This year was the first time in at least 5 years that I wasn’t either a staff member or a volunteer at Animethon. My budget was tight, so I limited myself to just a gaming pass. The Tabletop Cafe once again sponsored the board game tables, and on Friday I got the opportunity to try another game from my board game bucket list: Azul, by Next Move Games/Plan B. The game, designed by Michael Kiesling with art by Chris Quilliams, is a very beautiful game, based on a simple, but intriguing concept. There is also a second version of the game Azul: The Stained Glass of Sintra, but this review will concentrate on the first, tile themed game.
The name, Azul, comes from the Portuguese word azulejos, which describes painted tiles used to decorate walls. The story behind the game is that, after a voyage to Spain, the King of Portugal fell in love with the idea of decorative tiles and decided to have his entire palace redone in azulejos. In the basic version, the player’s job, as a royal tile-layer, is to procure tiles from the factory and create a wall with a specific pattern. In the advanced rules version, players can choose their own pattern.
As I said before, Azul is a physically beautiful game, with 100 plastic tiles in 5 different types that suggest the art of ceramic tile while still being durable. There are also 4 playing boards, one for each player, 9 small boards used as “factory displays”, and 4 small wooden cubes used to mark your place on the scoring track. Rounding out the content of the box is a cloth bag to hold the tiles and detailed instruction manuals in both English and French. (At least in the Canadian version there are French rules.)
The instructions are clearly written, but they contain a lot of detail. I would recommend reading thoroughly before jumping in, because there were a few rules that I missed right away, noticing them later when I was consulting the manual for something else. Luckily none of my errors were serious enough to restart the game. We just adjusted as we went along.
The game consists of multiple rounds, each divided into two stages. In the first stage, your goal is to acquire tiles, either from the “factory displays” or from “general sales”. This is done by a drafting method. Before the game, you set up the tiles, putting four random tiles on each factory display board. The number of factory displays depends on the number of players. The “player who most recently traveled to Portugal” goes first (in our case it went to someone who had been to France). They choose a factory display, but not all the tiles, only the ones that are one colour. The rest of the tiles go to the center of the table as “general sales”. After the first turn, players can pick from the factory displays or the general sales pile. But the first person who takes from the general sales pile has to take the “first player” tile and place it on the “floor” row at the bottom of the playing board. The tiles in this row will score negative points later.
There are specific rules about how you place the tiles you have acquired. On the left side of the board are 5 pattern lines. The first line only holds one tile, the next two, etc until the last row holds 5 tiles. Once you place a tile in a certain row, you can only use the same colour in that row. The goal is to complete as many rows as possible, because only complete rows can be used to tile your “wall” in the second phase of play. After the first round, there is an additional rule that you cannot place a tile in a row if a tile of that colour is on the wall row beside that pattern row. That means the longer you play, the more limits there are on tile placement. Players take turns choosing tiles until every tile has been taken, even if that means “dropping” tiles on the floor that don’t work with your pattern rows.

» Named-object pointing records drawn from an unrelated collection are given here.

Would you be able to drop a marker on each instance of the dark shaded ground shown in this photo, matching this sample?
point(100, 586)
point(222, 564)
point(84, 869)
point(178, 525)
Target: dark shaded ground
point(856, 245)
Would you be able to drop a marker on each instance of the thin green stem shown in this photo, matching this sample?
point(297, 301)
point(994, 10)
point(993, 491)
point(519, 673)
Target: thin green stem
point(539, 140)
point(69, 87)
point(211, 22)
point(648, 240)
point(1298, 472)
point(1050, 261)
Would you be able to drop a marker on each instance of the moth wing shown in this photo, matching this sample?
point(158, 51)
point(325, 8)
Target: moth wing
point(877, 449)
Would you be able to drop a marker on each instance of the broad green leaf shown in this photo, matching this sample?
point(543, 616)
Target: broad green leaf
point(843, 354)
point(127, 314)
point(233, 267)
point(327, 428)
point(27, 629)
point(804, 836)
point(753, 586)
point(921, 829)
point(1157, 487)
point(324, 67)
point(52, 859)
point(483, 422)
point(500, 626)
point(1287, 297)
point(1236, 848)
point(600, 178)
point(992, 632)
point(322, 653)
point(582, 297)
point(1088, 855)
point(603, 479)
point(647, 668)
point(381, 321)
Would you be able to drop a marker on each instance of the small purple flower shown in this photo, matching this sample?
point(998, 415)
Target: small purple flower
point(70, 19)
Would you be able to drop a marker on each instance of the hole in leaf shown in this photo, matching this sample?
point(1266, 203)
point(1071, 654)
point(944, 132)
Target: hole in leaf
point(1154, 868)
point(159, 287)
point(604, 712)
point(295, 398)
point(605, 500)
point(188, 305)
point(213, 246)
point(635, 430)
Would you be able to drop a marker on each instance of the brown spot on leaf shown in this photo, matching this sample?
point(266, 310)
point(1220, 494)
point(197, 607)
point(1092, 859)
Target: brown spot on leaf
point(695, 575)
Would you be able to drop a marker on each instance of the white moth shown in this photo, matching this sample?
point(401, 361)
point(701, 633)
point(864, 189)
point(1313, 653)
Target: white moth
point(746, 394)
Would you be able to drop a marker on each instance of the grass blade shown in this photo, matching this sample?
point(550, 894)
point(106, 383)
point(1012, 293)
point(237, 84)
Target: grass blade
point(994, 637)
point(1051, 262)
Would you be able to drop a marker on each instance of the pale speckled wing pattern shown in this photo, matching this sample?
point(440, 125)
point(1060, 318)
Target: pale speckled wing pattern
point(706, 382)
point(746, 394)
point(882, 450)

The second phase of each round involves using your pattern rows to tile your wall. Your wall is on the right side of the playing board, with 5 rows across from the pattern rows. Again, there are very specific rules as to how the tiles are moved. Starting with the first complete pattern row, take the tile on the far right of the row and transfer it to the same row on the wall, marching the printed pattern on the wall. Tiles are scored as soon as you place them, based on whether there are other tiles around it. If a tile is alone, it scores only one point. If the newly placed tile has other tiles above, below or beside it, you count the number of tiles in a row (in both directions) as your score. Diagonal doesn’t count. You continue, row by row, skipping any pattern row that isn’t full.
When you have placed every tile you can you clean up your pattern rows. For every row that you have taken tiles from, you remove any remaining tiles and store them in the game lid (not the tile bag). The tiles in the incomplete rows stay were they are. Next, you score the tiles on the floor. These are “dropped tiles” and score negative points. For each tile on the floor row, you lose the point value of that space. Tiles on the floor also go back in the box, except the first player tile, which goes in front of you (meaning you are the first player of the next round). After all tiles are scored, the factory displays are refilled, and the next round begins. If the tile bag is empty, refill it from the used tiles in the box.
The game ends at the end of the round in which at least one player completes a horizontal row. After scoring all your tile points, each player scores their end of game bonus points. You get 2 points for each complete horizontal row on your wall; 7 points for each complete vertical row; 10 points for each colour of tile for which you filled all 5 spaces of that colour on your wall. The winner is, of course, the player with the highest final score. In case of a tie, the winner is the player with the most complete horizontal rows on their wall.
This is a fun game, not too easy nor too complex. It would be a good way to spend an evening with friends. And, based on my own experiences, it’s also a good game to take with you to a con (or discover at a con) to meet new friends.